Prisonnières du voile

 

 

Claudine Castelnau

 

 

18 février 2019

A ne pas manquer : ces femmes d’Algérie qui se disent « prisonnières du voile » et dénoncent sur les réseaux sociaux l’obligation de porter le hijab qu’elles dénoncent comme un instrument d’oppression.

Depuis le début du mois de février, une campagne a fait son apparition sur les réseaux sociaux attestant de la montée d’un nouveau mécontentement dans la société algérienne. Sous le hashtag « Les prisonnières du voile en Algérie », des femmes ont lancé « une campagne d’émancipation vestimentaire », rappelant celle en cours depuis quelques mois en Iran ou qui couve en Arabie Saoudite.

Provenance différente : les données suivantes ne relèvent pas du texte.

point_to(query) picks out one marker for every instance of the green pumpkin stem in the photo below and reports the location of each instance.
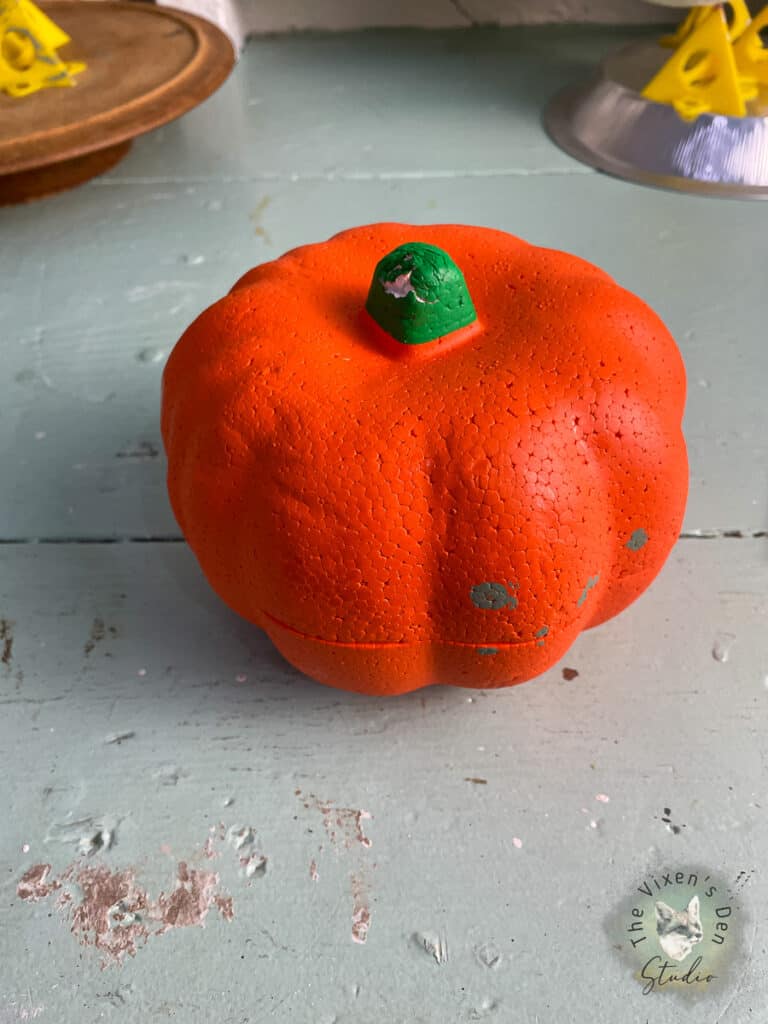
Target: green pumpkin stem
(418, 294)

Le 18 février, le site de Francetvinfo Afrique a relayé longuement cette information, et souligné entre autres le soutien de l’écrivaine et journaliste algéro-canadienne Djemila Benhabib aussi présidente de la Fondation Raïf Badawi, ce blogueur saoudien emprisonné et condamné à 1000 coups de fouet pour avoir osé sur internet dire ce qu’il pensait, entre autres de l’obscurantisme de l’islam wahhabite saoudien et réclamé le droit de dire ce qu’on pense.

Selon Djamila Benhabib, « c’est le travail de sape de l’islamisme, ces trente dernières années, qui a fait en sorte que malgré l’absence de loi, le port du hijab s’est généralisé. Pour moi c’est un enjeu politique de premier ordre », dit-elle.

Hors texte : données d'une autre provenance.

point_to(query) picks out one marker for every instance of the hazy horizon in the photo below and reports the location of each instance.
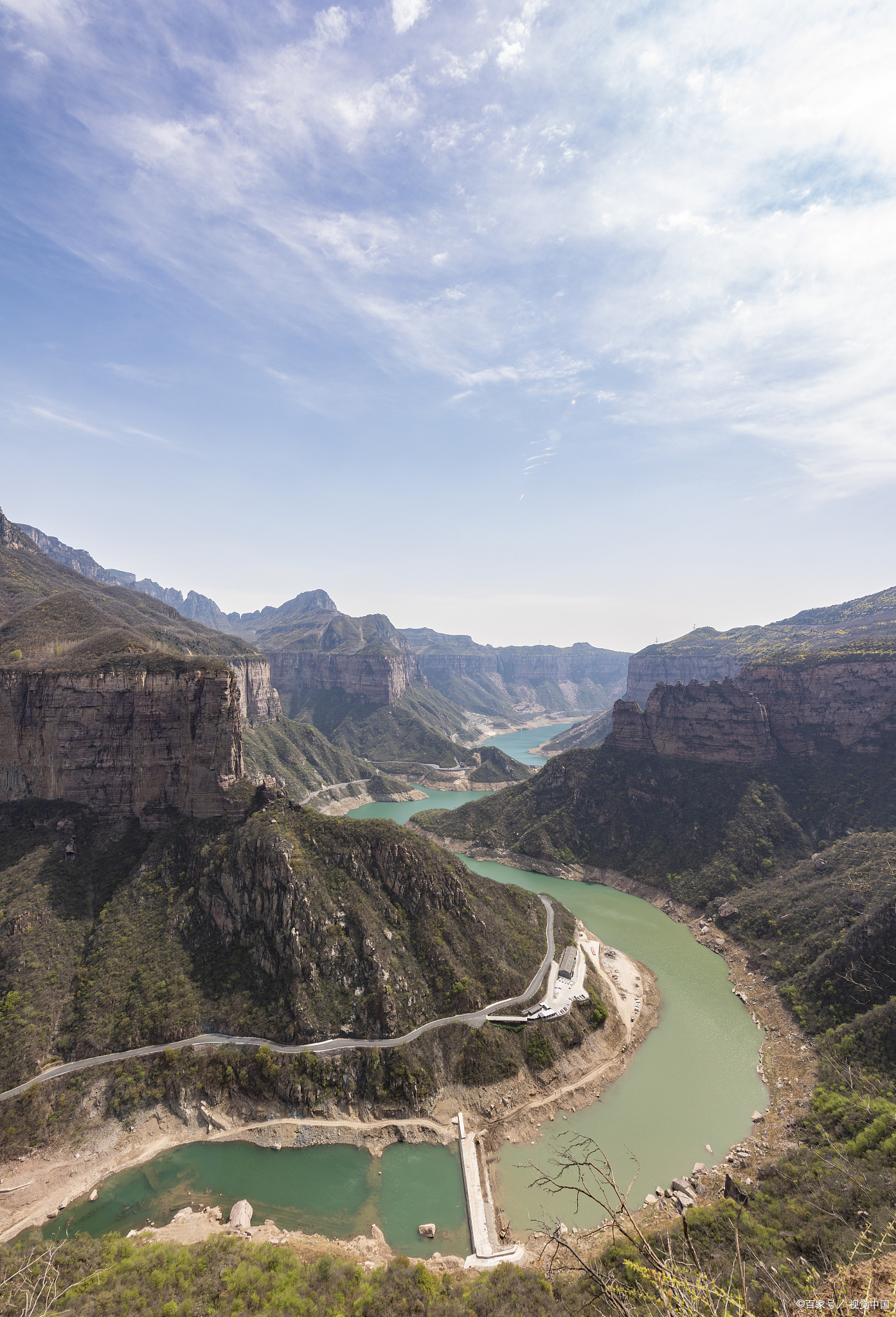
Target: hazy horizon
(530, 322)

Ou encore le témoignage d’une autre femme algérienne : « Ça n’existe pas une femme qui se voile par choix. Même si personne ne l’oblige, il y a tout un environnement social ou familial qui la pousse à ça. Aucune femme au monde n’a envie de s’enterrer sous des mètres de tissu, quoi qu’elle dise. »

L’objectif est de « sortir les femmes de leur isolement et de l’indifférence qui les tuent », dit encore Djemila. Et elle attache une grande importance à ce mouvement « collectif » des femmes dans le Proche et le Moyen-Orient, qui luttent pour « une libération de leur corps et la liberté d’aller tête nue. Si elles se sentent rattachées à quelque chose de collectif, je me dis que ça va leur donner de l’espoir, de la force pour tenir tête au frère, à l’oncle et même à la mère, parce qu’on sait dans ces pays combien les mères peuvent être aussi dans le camp des oppresseurs », déplore Djemila.

Pour l’heure, relève franctveinfo, cette amorce de révolte contre l’avancée du voile en Algérie a reçu un début de soutien d’hommes. Des Algériens ont en effet posté sur les réseaux sociaux des photos de leur tête couverte du hijab, en signe de solidarité.